Refusing to admit personal misjudgments on Iraq, George W. Bush instead is pushing the United States toward becoming what might be called a permanent “counter-terrorist” state, which uses torture, cross-border death squads, and even collective punishments to defeat perceived enemies in Iraq and around the world.
Since securing a second term, Bush has pressed ahead with this hard-line strategy, in part by removing dissidents inside his administration while retaining or promoting his protégés.
As a centerpiece of this tougher strategy to pacify Iraq, Bush is contemplating the adoption of the brutal practices that were used to suppress leftist peasant uprisings in Central America in the ’80s. The Pentagon is “intensively debating” a new policy for Iraq called the “Salvador option,” Newsweek magazine reported on January 9.
The strategy is named after the Reagan-Bush administration’s “still-secret strategy” of supporting El Salvador’s right-wing security forces, which operated clandestine “death squads” to eliminate both leftist guerrillas and their civilian sympathizers, Newsweek reported. “Many U.S. conservatives consider the policy to have been a success — despite the deaths of innocent civilians,” Newsweek wrote.
The magazine also noted that a number of Bush administration officials were leading figures in the Central American operations of the ’80s, such as John Negroponte, who was then U.S. ambassador to Honduras and is now U.S. ambassador to Iraq.
Other current officials who played key roles in Central America include Elliott Abrams, who oversaw Central American policies at the State Department and who is now a Middle East adviser on Bush’s National Security Council staff, and Vice President Dick Cheney, who was a powerful defender of the Central American policies while a member of the House of Representatives.
The insurgencies in El Salvador and Guatemala were crushed through the slaughter of tens of thousands of civilians. In Guatemala, about 200,000 people perished, including what a truth commission later termed a genocide against Mayan Indians in the Guatemalan highlands. In El Salvador, about 70,000 died including massacres of whole villages, such as the slaughter carried out by a U.S.-trained battalion against hundreds of men, women and children in and around the town of El Mozote in 1981.
The Reagan-Bush strategy also had a domestic component, the so-called “perception management” operation. Administration propaganda justified U.S. actions in Central America by portraying the popular uprisings as an attempt by the Soviet Union to establish a beachhead in the Americas to threaten the U.S. southern border.
By employing the “Salvador option” in Iraq, the U.S. military would crank up the pain, especially in Sunni Muslim areas where resistance to the U.S. occupation of Iraq has been strongest.
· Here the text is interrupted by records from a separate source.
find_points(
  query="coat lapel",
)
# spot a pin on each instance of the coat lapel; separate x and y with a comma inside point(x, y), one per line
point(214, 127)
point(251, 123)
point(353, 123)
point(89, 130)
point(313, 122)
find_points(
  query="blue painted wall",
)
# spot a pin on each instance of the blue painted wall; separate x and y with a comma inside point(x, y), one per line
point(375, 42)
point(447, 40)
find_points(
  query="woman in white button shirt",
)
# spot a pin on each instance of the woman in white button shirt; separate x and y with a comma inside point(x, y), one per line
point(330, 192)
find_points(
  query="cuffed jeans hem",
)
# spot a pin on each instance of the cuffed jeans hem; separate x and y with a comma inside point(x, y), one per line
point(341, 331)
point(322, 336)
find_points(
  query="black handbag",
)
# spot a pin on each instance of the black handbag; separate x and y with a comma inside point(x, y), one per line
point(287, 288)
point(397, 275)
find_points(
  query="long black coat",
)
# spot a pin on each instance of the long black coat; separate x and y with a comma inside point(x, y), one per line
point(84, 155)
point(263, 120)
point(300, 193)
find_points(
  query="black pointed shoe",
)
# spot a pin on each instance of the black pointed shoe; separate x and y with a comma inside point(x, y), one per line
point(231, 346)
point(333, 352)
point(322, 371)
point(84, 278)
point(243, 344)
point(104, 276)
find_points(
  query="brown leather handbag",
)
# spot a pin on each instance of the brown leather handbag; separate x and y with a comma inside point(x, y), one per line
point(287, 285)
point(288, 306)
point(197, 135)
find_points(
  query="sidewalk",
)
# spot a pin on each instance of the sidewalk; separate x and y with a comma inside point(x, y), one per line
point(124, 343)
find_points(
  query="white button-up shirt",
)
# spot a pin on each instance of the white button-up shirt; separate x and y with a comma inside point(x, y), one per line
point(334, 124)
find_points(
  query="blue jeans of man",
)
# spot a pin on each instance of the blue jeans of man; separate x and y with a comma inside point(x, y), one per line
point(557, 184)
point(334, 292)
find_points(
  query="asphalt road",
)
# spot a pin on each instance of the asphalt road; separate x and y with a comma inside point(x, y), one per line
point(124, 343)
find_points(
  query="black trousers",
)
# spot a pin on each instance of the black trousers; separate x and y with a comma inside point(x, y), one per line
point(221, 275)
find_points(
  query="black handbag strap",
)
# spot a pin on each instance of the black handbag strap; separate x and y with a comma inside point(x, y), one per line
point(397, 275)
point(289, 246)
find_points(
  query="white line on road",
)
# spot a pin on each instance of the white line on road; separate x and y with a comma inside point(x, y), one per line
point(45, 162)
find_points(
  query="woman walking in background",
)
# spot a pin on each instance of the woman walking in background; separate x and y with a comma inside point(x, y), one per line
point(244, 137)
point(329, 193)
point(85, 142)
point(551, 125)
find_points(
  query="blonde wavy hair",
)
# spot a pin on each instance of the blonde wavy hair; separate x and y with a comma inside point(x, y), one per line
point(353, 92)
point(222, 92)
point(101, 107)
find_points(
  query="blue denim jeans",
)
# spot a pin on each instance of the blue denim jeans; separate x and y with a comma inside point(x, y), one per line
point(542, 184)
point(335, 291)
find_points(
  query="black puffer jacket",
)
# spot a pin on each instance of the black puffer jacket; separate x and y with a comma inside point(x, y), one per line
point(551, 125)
In effect, Bush would assign other Iraqi ethnic groups the job of leading the “death squad” campaign against the Sunnis.
“One Pentagon proposal would send Special Forces teams to advise, support and possibly train Iraqi squads, most likely hand-picked Kurdish Peshmerga fighters and Shiite militiamen, to target Sunni insurgents and their sympathizers, even across the border into Syria, according to military insiders familiar with discussions,” Newsweek reported.
Newsweek quoted one military source as saying, “The Sunni population is paying no price for the support it is giving to the terrorists. … From their point of view, it is cost-free. We have to change that equation.”
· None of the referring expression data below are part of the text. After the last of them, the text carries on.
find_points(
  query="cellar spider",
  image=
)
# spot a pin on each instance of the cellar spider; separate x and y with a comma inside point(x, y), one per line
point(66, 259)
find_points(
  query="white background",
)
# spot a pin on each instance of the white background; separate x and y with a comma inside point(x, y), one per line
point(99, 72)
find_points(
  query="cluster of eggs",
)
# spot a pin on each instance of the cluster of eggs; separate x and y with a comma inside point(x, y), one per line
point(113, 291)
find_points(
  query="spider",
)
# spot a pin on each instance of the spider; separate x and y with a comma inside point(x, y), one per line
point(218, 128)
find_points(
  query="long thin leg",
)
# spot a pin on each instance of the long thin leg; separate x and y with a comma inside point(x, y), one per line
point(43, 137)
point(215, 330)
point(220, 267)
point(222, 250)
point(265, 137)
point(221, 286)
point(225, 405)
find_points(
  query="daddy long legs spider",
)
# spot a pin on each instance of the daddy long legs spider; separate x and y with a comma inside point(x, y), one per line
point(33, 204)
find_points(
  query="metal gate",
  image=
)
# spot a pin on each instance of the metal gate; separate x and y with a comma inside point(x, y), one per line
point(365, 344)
The conditions in Central America and Iraq are not parallel, however.
In Central America, powerful oligarchies had long surrounded themselves with ruthless security forces and armies. So, when uprisings swept across the region in the early ’80s, the Reagan-Bush administration had ready-made — though unsavory — allies who could do the dirty work with help from Washington.
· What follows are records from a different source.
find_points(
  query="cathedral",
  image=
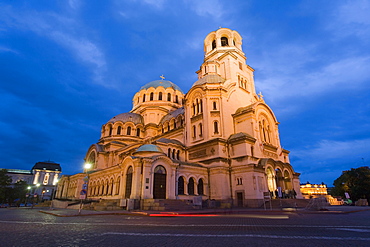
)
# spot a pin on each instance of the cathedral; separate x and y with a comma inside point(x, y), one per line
point(218, 143)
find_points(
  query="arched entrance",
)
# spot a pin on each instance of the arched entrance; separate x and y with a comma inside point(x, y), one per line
point(159, 191)
point(130, 170)
point(270, 180)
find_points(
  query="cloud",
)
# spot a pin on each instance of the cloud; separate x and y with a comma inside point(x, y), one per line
point(329, 149)
point(61, 30)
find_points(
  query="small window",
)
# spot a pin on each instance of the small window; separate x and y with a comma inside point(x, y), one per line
point(224, 41)
point(215, 127)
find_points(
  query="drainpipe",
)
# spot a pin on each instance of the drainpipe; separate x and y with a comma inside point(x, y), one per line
point(231, 184)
A different dynamic exists in Iraq, because the Bush administration chose to disband rather than co-opt the Iraqi army. That left U.S. forces with few reliable local allies and put the onus for carrying out counterinsurgency operations on American soldiers who were unfamiliar with the land, the culture and the language.
Those problems, in turn, contributed to a series of counterproductive tactics, including the heavy-handed roundups of Iraqi suspects, the torturing of prisoners at Abu Ghraib and the killing of innocent civilians by jittery U.S. troops fearful of suicide bombings. The blame for these medieval tactics continues to climb the chain of command toward the Oval Office.
Bush finds himself facing a narrowing list of very tough choices. He could acknowledge his mistakes and seek international help in extricating U.S. forces from Iraq. But he abhors admitting errors, even small ones.
Instead Bush appears to be upping the ante, expanding the war by having Iraqi Kurds and Shiites kill Sunnis. This is a prescription for civil war or genocide.